MR – Encapsulated mildly heterogeneous soft tissue mass in the anterior proximal forearm demonstrating hyperintensity on T1, T2 and post-gadolinium sequences.
Synovial sarcoma is the fourth most common type of soft-tissue sarcoma and accounts for 2.5%-10.5% of all primary soft-tissue malignancies. The majority, 80% – 95%, occur in the extremities. Approximately two-thirds occur in the lower extremity and one-fourth in the upper extremity. Synovial sarcoma is typically seen in the popliteal fossa of adolescents and young adults. Despite its name, the lesion usually occurs near but not in a joint.

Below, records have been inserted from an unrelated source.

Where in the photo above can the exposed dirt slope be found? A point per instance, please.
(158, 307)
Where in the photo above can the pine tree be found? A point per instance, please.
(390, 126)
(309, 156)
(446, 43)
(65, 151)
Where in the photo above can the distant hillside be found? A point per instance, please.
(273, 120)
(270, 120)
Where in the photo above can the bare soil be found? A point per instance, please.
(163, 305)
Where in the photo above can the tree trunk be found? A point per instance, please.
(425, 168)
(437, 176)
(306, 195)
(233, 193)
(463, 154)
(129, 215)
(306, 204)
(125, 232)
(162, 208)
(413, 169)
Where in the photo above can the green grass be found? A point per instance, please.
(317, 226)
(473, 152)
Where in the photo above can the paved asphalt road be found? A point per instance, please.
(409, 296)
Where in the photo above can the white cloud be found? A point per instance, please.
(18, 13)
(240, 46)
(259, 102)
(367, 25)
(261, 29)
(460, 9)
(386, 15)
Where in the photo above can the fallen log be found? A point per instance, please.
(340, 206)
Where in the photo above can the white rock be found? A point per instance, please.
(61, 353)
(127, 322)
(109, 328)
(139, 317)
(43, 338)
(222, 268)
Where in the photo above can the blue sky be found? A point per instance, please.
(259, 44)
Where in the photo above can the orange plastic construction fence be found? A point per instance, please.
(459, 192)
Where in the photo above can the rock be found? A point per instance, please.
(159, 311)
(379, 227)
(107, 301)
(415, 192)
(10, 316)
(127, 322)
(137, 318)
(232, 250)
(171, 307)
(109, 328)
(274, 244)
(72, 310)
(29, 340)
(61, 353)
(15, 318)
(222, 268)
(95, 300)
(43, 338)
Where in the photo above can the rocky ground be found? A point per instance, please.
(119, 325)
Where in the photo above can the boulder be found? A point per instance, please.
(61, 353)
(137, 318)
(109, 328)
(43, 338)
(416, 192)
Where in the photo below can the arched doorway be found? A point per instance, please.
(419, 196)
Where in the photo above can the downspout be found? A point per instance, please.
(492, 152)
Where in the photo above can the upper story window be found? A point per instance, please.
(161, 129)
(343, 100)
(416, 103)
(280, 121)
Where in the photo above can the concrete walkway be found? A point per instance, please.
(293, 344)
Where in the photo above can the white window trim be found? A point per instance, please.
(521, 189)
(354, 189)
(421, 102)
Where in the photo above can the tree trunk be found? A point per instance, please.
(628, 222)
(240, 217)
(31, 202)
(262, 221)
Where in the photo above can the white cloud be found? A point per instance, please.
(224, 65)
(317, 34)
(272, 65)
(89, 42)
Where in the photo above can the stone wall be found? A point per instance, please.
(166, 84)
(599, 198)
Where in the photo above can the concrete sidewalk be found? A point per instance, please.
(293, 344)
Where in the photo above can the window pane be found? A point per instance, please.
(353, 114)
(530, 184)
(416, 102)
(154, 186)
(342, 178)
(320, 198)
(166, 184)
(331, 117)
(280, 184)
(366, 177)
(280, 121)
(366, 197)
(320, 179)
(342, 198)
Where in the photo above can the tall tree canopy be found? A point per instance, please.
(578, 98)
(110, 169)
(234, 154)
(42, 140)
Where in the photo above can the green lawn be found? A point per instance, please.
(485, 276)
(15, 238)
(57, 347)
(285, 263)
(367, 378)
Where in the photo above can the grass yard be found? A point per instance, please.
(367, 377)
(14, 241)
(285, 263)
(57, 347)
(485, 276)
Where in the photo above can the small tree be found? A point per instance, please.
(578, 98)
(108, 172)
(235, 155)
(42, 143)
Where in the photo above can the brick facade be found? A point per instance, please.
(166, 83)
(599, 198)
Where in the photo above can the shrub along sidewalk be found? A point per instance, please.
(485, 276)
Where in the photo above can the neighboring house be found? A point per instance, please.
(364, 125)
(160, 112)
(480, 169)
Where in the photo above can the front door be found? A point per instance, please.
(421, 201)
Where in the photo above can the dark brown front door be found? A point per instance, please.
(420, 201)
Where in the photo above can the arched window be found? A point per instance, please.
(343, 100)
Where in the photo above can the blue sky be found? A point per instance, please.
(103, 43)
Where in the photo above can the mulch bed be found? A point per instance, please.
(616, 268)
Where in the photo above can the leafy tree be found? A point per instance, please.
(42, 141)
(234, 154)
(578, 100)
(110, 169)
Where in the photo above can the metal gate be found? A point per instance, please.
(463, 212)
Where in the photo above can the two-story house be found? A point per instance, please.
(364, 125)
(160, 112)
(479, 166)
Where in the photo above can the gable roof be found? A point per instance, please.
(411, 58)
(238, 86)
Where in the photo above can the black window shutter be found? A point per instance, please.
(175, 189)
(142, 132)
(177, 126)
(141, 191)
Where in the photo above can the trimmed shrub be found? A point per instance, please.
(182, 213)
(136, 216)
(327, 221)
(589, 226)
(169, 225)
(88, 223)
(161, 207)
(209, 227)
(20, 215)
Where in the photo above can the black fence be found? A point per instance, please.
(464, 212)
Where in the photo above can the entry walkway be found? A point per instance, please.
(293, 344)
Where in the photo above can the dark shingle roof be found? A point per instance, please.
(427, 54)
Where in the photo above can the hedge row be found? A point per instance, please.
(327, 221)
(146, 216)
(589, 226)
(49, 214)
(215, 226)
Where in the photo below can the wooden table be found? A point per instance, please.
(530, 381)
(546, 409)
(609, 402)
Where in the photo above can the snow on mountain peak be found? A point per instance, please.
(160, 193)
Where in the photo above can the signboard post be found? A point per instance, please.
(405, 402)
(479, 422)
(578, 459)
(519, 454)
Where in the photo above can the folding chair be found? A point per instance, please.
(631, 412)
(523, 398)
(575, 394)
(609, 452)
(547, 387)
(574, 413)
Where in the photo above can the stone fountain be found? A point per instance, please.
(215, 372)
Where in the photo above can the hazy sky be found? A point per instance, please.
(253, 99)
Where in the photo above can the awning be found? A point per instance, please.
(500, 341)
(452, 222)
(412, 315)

It is an intermediate to high-grade neoplasm with extensive metastatic potential. Radiographic findings of a soft-tissue mass near a joint in a young patient with calcification are very suggestive of synovial sarcoma. Cross-sectional imaging appearances include multilobulated morphology and marked heterogeneity with hemorrhage, fluid levels, and septa.
Murphey MD, Gibson MS, Jennings BT, et al. Imaging of Synovial Sarcoma with Radiologic-Pathologic Correlation. Radiographics (2008); 26: 1543-1565.